Research by the taskforce suggests 80% of independent schools regularly have external speakers to talk to pupils about career options.
Mr Clegg, who attended the prestigious Westminster School, said: "A lot of this is taken for granted for people, like myself, who were lucky enough to go to fee paying schools. What we are saying is that should be available to all schoolchildren whatever school they go to across the country."
Addressing pupils at the Bishop Challoner School in east London, Mr Clegg said had been inspired to take an interest in current affairs because his history teacher had "terrified" him into believing World War Three would "happen in weeks".
Actress Joanna Lumley, who appeared on stage with Mr Clegg, joked that she had wanted to be Prime Minister, but insisted the Lib Dem leader did "not need to worry".
Giving the children advice on achieving their dreams, she added: "Say yes, be on time, be gorgeous - as you all are - show willing, be savagely polite and go for it."
The scheme is strongly supported by the Deputy Prime Minister, who is driving efforts within the coalition Government to improve social mobility and ensure poorer youngsters are not hindered in life because of their background.
Other figures supporting the scheme include Apprentice star and entrepreneur Karren Brady, actress Joanna Lumley and the head chef of The Ivy restaurant, Gary Lee.
Mr Clegg added: "Too many young people get the message that the best jobs are not for them.
"Inspiring the Future will give state school students the chance to see, hear and make a connection with someone in a career or job they might not have thought about.
"Today we're calling on doctors, nurses, lawyers, builders, business people, civil servants, farmers, mechanics, engineers and other working people to give up just an hour of their time to talk to students in their local state school about how they got where they are today.
"The power of making connections that inspire young people is immeasurable and can be life-changing.
"Many successful people can point to a moment in their lives when they were inspired to become the people they are today. Now, it's their turn to help young people fulfil their potential."
Sir Roger Carr, president of employers' organisation the CBI, said: "There is nothing more compelling for young people thinking about their future careers than meeting and speaking to inspirational people who do the jobs they are considering.
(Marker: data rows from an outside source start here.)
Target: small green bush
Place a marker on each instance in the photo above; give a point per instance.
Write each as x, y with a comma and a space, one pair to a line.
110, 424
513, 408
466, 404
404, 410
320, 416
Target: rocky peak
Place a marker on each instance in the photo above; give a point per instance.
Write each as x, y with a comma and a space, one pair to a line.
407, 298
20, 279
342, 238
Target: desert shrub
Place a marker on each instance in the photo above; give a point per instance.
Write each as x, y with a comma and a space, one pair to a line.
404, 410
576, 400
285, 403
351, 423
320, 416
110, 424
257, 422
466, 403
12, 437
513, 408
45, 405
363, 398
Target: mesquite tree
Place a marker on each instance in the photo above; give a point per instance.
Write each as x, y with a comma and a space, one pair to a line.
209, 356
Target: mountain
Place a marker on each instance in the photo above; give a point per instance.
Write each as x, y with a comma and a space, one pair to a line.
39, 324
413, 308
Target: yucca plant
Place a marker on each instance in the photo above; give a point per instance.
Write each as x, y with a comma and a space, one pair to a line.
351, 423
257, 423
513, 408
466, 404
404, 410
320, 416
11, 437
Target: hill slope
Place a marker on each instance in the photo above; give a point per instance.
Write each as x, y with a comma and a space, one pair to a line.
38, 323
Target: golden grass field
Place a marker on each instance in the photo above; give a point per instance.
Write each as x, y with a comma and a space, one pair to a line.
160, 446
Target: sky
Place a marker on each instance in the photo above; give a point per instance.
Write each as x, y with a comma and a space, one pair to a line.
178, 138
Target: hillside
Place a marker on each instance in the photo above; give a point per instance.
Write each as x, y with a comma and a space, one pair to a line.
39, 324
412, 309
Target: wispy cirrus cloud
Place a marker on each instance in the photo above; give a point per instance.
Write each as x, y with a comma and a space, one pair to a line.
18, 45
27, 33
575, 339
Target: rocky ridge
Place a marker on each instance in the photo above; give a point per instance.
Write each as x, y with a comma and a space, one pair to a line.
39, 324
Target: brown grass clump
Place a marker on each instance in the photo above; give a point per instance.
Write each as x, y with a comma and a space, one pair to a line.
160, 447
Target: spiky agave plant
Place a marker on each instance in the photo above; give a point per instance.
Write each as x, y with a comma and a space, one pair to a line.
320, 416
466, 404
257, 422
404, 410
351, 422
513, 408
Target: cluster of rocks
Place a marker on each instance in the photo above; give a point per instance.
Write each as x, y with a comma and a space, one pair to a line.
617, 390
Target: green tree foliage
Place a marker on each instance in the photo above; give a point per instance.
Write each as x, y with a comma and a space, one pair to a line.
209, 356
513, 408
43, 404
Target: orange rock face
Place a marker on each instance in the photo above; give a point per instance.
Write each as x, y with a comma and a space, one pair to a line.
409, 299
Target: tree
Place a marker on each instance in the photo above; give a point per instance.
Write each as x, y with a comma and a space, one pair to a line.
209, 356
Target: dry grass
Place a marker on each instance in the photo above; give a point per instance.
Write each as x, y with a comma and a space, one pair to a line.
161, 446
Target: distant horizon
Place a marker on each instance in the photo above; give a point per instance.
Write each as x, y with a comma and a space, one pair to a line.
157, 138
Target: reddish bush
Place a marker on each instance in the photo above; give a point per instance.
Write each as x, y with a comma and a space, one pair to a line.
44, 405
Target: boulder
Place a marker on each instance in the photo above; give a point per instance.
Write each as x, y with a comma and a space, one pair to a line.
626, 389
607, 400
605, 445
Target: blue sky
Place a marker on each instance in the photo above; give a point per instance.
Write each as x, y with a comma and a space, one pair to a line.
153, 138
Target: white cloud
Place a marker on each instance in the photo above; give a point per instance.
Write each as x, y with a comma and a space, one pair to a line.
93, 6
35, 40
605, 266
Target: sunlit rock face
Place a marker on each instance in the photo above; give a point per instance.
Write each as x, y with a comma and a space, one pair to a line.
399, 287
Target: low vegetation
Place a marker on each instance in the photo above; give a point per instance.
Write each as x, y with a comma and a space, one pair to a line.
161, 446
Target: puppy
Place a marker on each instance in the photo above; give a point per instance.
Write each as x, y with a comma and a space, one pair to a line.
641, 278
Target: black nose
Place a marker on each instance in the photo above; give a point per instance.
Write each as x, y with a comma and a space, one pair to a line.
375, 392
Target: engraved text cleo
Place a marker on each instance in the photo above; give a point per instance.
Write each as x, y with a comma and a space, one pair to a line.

That is why the CBI is pleased to support Inspiring the Future.
"We desperately need to tackle the corrosive effects of high youth unemployment in the UK, so I would urge employers to sign up to this initiative and encourage their staff to get involved and provide valuable insights into their careers."
Brian Lightman, president of the Association of School and College Leaders which represents 17,000 school leaders, said: "The world of work offers a bewildering range of opportunities for young people.
"It is immensely important that they have the chance to gain insights early on about different jobs and careers, especially when they cover areas outside their immediate experience."